"We don't really know why," University of Michigan researchers studying spike in pedestrian deaths

More than two years ago, a 16-year-old Ann Arbor student was hit by a car and killed.

Qi-Xuan “Justin” Tang was crossing Fuller Road near Huron High School early in the morning when the incident happened.

Since then, incidents of pedestrian deaths have continued to increase, and has researchers befuddled by the climbing numbers.

“We don't really know why it's still growing,” said Francine Romine, the director of marketing and communications at the University of Michigan Transportation Research Institute (UMTRI).

In late February, data from the Governors Highway Safety Association was released showing the number of pedestrians killed on U.S. roads in 2018 reached a 29-year-high. Pulling numbers from states, the association estimated 6,227 pedestrians were killed, up from 4 percent in 2017 and 35 percent since 2008.

That rise runs in contrast to the decline of all other traffic deaths, which fell by 6 percent.

Romine said addressing the issue will require both behavioral fixes and technological fixes - and pulling both together. Right down the road from where Tang was killed, researchers at UMTRI are trying to better understand what's causing the uptick in fatalities.

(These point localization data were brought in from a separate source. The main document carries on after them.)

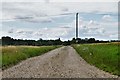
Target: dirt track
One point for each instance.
(63, 62)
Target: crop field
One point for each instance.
(12, 55)
(105, 56)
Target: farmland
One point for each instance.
(12, 55)
(103, 56)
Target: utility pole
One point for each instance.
(76, 27)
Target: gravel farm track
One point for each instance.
(63, 62)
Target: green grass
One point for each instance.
(12, 55)
(103, 56)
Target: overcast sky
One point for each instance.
(52, 20)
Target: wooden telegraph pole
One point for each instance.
(76, 27)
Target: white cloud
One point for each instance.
(107, 18)
(35, 11)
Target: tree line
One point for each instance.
(10, 41)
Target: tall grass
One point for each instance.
(103, 56)
(11, 55)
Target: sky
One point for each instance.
(52, 20)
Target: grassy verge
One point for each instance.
(11, 55)
(103, 56)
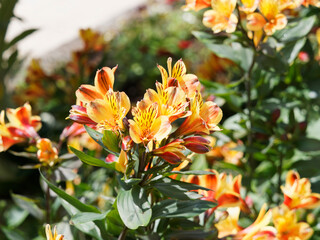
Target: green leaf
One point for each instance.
(309, 145)
(111, 140)
(114, 222)
(15, 216)
(29, 205)
(134, 208)
(292, 49)
(235, 52)
(193, 234)
(12, 235)
(193, 172)
(178, 190)
(84, 217)
(96, 136)
(92, 160)
(295, 30)
(72, 200)
(172, 208)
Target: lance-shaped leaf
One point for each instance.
(172, 208)
(134, 208)
(177, 189)
(96, 136)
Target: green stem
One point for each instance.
(279, 176)
(123, 233)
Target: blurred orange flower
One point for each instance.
(221, 16)
(297, 192)
(287, 225)
(203, 119)
(46, 152)
(196, 4)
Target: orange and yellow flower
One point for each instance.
(171, 152)
(99, 104)
(315, 3)
(259, 229)
(172, 101)
(196, 4)
(22, 125)
(46, 152)
(55, 235)
(249, 6)
(297, 192)
(270, 20)
(147, 124)
(204, 118)
(287, 225)
(178, 77)
(221, 16)
(110, 111)
(225, 189)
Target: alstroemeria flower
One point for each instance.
(221, 16)
(46, 152)
(197, 144)
(203, 119)
(315, 3)
(110, 111)
(229, 225)
(249, 6)
(270, 20)
(172, 101)
(147, 124)
(225, 189)
(103, 81)
(22, 125)
(287, 225)
(196, 4)
(55, 235)
(171, 152)
(121, 162)
(259, 229)
(177, 76)
(297, 192)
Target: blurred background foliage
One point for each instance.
(285, 102)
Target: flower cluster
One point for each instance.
(176, 97)
(226, 192)
(263, 17)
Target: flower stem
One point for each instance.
(123, 233)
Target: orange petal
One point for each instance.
(87, 93)
(255, 22)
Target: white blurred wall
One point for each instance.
(58, 21)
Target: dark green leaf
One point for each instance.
(96, 136)
(134, 208)
(295, 30)
(73, 201)
(309, 145)
(178, 190)
(29, 205)
(84, 217)
(92, 160)
(172, 208)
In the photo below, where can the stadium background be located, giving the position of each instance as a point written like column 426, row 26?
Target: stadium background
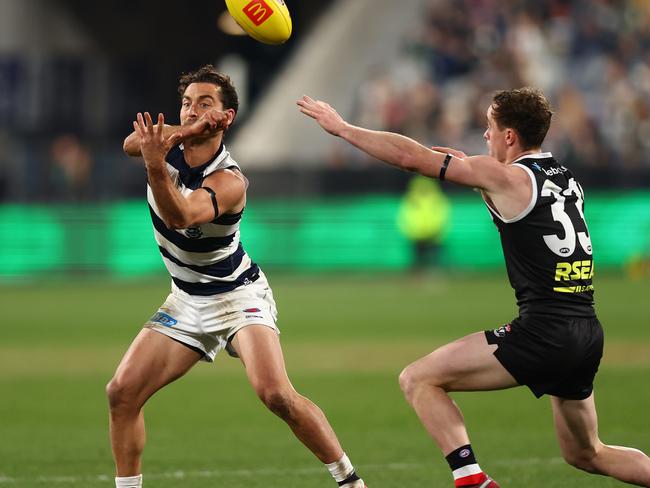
column 79, row 271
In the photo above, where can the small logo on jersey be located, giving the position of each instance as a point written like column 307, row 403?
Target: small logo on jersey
column 555, row 171
column 502, row 331
column 193, row 232
column 163, row 319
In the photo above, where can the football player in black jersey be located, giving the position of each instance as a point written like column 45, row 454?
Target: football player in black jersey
column 555, row 344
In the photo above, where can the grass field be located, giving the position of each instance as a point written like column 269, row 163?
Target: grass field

“We've begun to recognize the issue, but that was surprising to see that (growth),” said Shan Bao, a research scientist at the institute.

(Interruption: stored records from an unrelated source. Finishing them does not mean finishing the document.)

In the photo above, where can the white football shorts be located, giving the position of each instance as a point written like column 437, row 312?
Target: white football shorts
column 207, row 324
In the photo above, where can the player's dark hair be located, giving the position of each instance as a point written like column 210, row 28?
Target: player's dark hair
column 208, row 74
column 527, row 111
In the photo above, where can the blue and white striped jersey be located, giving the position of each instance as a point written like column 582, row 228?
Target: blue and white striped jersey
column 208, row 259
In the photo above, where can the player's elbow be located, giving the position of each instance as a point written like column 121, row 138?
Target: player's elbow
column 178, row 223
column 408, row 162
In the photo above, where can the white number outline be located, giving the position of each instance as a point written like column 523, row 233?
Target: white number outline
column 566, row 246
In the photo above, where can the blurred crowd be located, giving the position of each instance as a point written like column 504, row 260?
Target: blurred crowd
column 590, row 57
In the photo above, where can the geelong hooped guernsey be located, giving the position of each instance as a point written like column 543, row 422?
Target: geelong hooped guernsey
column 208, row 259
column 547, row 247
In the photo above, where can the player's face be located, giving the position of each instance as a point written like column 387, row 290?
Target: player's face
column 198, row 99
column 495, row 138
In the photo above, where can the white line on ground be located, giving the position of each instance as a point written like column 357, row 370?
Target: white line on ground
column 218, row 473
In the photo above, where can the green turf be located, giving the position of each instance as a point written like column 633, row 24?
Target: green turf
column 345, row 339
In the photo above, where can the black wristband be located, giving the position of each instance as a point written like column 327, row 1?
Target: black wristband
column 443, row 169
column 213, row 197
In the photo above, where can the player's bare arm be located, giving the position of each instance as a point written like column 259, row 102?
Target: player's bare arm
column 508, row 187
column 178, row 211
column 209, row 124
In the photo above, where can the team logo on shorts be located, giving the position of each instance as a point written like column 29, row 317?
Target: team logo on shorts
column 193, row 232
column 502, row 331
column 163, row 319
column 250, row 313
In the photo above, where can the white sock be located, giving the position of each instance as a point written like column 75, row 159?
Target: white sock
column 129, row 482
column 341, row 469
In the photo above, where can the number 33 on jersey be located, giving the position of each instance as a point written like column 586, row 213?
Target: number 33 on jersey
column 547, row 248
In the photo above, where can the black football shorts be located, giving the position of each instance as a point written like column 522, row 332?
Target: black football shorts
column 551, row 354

Bao specializes in the human factors behind driving. She said the best way to address the issue of towering pedestrian deaths is to pull data from those wrecks and analyze each scenario. Information like the time of day, what vehicles were involved and where along the road the wreck occurred can be vital information for researchers like her.

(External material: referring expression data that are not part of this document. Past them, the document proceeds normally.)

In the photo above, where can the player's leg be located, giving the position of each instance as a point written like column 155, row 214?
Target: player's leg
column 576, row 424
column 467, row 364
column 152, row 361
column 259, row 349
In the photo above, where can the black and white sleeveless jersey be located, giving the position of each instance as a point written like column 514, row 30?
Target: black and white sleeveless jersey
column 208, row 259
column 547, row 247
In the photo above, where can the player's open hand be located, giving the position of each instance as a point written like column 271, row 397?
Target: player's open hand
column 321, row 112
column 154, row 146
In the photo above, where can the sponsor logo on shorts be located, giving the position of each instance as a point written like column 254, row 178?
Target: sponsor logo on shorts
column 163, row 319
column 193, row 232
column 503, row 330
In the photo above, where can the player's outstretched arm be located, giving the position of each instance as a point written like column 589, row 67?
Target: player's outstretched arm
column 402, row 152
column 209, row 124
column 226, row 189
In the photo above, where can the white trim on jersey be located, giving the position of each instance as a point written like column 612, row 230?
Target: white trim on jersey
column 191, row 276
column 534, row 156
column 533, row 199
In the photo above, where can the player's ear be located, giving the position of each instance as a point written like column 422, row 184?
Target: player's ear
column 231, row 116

“We're still investigating, but if you look at the general trend, a lot of those deaths happened during the dark,” Bao said. “Also, more than half of them (wrecks involving a fatality) occurred due to crashes with passenger vehicles.”

One of the factors cited in the Governors Highway Safety Association report was the presence of SUV's during these wrecks - a growing trend also discovered by Bao. Whether the reason behind the increasing numbers is because SUV's are more dangerous or there are just more on the road remains to be seen.

“We can not make a conclusion yet,” Bao said. “Again, we need data to support it. But we're trying to ask ourselves 'why.' We are hoping these trends can go down.”

Michigan falls in the middle of reported pedestrian deaths - coming in ranked 26, with 1.6 reported pedestrian deaths per 100,000 people in a state's population. Almost half of the reported deaths occurred in five states: California, Arizona, Texas, Florida and Georgia - some of the country's most populated.

Bao is also considering the possibility of impairment due to cell phones being a factor.